We also computed for the younger group, a number of additional clustering measures in order to contrast between spatial and semantic clustering strategies. In particular, we computed a row-based (spatial) ARC score (by considering the three rows instead of the three semantic categories, as clusters) and a semantic-index that excludes adjacent transitions. As there is no closed-form formula for the EXP-value of this semantic index when adjacent transitions are excluded, we used for this purpose an input type semantic measure (see Stricker et al., 2002), which allows a simple estimation of the number of semantically clustered objects expected by chance. In each trial, we count the number of transitions between semantically related objects in the sequence after excluding all adjacent transitions (and repetitions) and we divide by the number of nonadjacent transitions and subtract the chance level (2/8). The semantic/non-adjacent index for the sequence in Figure 1 would yield a score of 2/5 − 2/8 = 0.15 (two nonadjacent, but semantic, transitions out of five non-adjacent transitions). Finally, we have computed a relative “semantic minus location” index, in which we subtracted for each trial, the number of transitions that are adjacent and non-semantic from the number of transitions that are semantic and non-adjacent (and divided by the total number of transitions in the trial). As this index is a relative one, and we use it to probe changes in encoding strategies across blocks, we do not compute a chance level for it.
Results
Fifty-five participants completed the behavioral procedure (26 younger, 20 healthy older, nine MCI). The groups did not differ in years of education, and the two older groups did not differ in age (see Table 1). The healthy older group received higher MMSE scores on average. The MCI group was characterized by a smaller female/male ratio (more males than other groups; see Table 1 for group differences).
The memory recall as a function of the group, block and semantic condition (related vs. unrelated) are shown in Figure 2.
Figure 2. Recall rates of the three groups across blocks. “Error-bars” correspond to within-participants standard-errors.
A 3 × 3 × 2 mixed ANOVA3 with within-subject factors block and trial type (related vs. unrelated) and a between-subject factor of group, revealed a main effect of block (with more objects recalled as blocks progressed; F(2,104) = 118.668, p < 0.001), a main effect of trial-type (more objects recalled from related slides compared to unrelated slides; F(1,52) = 58.986, p < 0.001), a main effect of group (F(2,52) = 97.618, p < 0.001). Younger participants recalled more objects than the healthy older participants, who in turn recalled more than the MCI patients. In addition, the interaction of group and block was significant (F(4,104) = 21.586, p < 0.001), as well as the interaction of group and relatedness (F(2,52) = 9.718, p < 0.001).
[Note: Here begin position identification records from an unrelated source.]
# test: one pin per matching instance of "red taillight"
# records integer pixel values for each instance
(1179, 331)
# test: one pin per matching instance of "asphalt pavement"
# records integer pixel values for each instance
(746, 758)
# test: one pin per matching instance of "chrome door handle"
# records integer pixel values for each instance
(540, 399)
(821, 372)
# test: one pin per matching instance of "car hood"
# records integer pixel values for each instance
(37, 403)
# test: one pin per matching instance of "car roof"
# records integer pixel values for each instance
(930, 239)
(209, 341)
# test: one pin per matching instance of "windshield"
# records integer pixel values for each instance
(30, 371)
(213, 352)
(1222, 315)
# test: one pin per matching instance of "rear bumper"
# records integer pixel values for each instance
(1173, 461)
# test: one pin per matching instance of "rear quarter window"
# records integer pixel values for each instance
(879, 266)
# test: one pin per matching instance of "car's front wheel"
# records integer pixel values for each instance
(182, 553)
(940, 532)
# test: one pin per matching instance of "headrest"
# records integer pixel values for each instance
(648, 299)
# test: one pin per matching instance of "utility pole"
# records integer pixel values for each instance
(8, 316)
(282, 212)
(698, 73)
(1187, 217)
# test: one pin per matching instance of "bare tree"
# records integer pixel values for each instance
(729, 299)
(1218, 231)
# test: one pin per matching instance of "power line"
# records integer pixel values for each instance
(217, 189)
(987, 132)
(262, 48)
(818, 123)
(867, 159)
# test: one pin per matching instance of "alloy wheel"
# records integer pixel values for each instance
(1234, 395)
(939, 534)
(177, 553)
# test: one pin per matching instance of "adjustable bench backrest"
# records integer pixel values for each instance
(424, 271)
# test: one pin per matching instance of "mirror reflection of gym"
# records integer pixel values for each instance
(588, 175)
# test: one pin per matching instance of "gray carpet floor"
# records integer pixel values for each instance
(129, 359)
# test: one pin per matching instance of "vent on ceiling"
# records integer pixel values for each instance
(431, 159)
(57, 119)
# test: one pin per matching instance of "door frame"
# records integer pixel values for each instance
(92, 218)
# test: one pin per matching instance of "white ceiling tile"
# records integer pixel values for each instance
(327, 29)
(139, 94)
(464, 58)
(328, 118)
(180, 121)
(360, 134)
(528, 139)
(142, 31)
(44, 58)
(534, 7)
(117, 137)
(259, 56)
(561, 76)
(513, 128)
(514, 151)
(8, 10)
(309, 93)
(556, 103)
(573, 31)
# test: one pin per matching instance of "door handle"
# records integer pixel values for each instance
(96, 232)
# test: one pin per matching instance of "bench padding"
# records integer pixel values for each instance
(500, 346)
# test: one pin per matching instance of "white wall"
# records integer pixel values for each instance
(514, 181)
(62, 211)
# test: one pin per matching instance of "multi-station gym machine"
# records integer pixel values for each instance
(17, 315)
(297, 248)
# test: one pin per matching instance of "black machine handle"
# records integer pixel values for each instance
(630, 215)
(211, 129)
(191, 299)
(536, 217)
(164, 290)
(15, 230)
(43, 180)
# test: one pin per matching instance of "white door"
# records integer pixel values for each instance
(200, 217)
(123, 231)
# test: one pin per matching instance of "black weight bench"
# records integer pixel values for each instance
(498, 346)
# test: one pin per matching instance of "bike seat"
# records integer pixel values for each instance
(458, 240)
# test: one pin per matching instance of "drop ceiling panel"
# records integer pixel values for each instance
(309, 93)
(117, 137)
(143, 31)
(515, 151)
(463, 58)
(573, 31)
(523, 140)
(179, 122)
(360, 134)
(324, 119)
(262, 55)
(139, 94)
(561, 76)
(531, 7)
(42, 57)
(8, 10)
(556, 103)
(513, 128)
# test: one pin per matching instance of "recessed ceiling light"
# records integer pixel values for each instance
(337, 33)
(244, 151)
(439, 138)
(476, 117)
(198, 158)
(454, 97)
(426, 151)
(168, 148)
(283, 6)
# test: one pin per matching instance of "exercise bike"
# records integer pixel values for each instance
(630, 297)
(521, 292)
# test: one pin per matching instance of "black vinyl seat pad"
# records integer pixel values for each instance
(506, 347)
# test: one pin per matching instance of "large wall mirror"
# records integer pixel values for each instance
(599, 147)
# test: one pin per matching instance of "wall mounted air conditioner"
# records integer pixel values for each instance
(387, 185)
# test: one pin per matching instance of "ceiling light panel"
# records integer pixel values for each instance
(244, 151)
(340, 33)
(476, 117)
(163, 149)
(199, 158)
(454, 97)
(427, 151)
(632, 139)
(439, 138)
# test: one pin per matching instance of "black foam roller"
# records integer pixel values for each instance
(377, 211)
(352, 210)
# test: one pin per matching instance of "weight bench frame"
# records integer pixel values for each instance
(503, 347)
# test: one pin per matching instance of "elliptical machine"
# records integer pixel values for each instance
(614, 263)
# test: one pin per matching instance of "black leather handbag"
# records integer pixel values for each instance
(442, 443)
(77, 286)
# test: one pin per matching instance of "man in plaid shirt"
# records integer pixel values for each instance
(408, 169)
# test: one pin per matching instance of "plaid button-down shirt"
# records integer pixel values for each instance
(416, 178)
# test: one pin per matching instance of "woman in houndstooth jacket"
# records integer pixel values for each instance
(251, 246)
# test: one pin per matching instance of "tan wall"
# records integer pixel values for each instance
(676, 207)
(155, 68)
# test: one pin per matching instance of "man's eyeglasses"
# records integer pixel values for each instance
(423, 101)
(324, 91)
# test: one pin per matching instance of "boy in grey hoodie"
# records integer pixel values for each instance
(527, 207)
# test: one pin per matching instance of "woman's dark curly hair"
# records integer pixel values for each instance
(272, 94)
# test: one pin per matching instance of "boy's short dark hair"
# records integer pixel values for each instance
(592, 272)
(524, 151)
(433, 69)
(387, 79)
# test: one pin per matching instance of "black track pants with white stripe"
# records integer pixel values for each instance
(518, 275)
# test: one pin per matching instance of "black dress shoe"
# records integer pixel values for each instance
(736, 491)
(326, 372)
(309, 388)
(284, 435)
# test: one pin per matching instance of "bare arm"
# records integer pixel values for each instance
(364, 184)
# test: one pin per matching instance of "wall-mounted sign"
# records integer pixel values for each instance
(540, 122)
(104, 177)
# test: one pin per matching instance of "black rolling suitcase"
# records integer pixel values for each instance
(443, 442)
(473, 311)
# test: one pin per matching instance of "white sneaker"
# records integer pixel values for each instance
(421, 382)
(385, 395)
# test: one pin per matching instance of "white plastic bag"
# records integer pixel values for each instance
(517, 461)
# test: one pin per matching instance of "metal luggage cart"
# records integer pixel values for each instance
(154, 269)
In order to ensure that these interactions are not completely attributable to the MCI group, we ran a further 2 (young, healthy-old) × 2 (related, unrelated) ANOVA. Both the interaction between semantic relatedness and age-group, and that between block and group, remain highly significant, even when the MCI patients are excluded (interaction of group and block (F(2,88) = 28.7, p < 0.001); interaction of group and semantic-relatedness (F(1,44) = 8.93, p < 0.006). The recall-improvement (increase in recall from block 1 to 3) was larger for the younger group compared to the healthy older (t(44) = 7.935, p < 0.001) and MCI groups (t(33) = 6.87, p < 0.001). There was no difference in recall-improvement between the two older groups (t(27) = 1.29, N.S.; see Figure 2). Finally, for the young group, the recall was higher in the semantically related condition as compared to the unrelated condition (t(25) = 9.99, p < 0.001). Healthy older adults still showed a relatedness advantage (t(19) = 5.16; p < 0.001), but it was not as large as that of the younger participants. By contrast, the MCI participants showed no relatedness advantage (t(8) = 1.014, p = 0.34; see Figure 2). This effect is unlikely to be caused by a “floor-effect,” as trials in which MCI participants recalled no objects were less than 4%.
Encoding Strategies
Eight young adults, 16 healthy elderly and seven MCI patients completed the behavioral procedure while their eye gaze was monitored. For each participant, an eye movement semantic clustering score (ARC) was calculated on each trial to detect whether visual encoding (traced via eye movements) followed a semantic scanning sequence. Statistical analysis was done on the semantic related clusters trials of the 2nd and 3rd blocks, as we considered the first block a necessary practice to allow the participants to establish their search strategy. Indeed, there was no difference (F(2,32) = 0.126, p = 0.882) between the three groups in the ARC of the first block (which was negative), indicating an initial array scanning strategy based on spatial rather than semantic structure4.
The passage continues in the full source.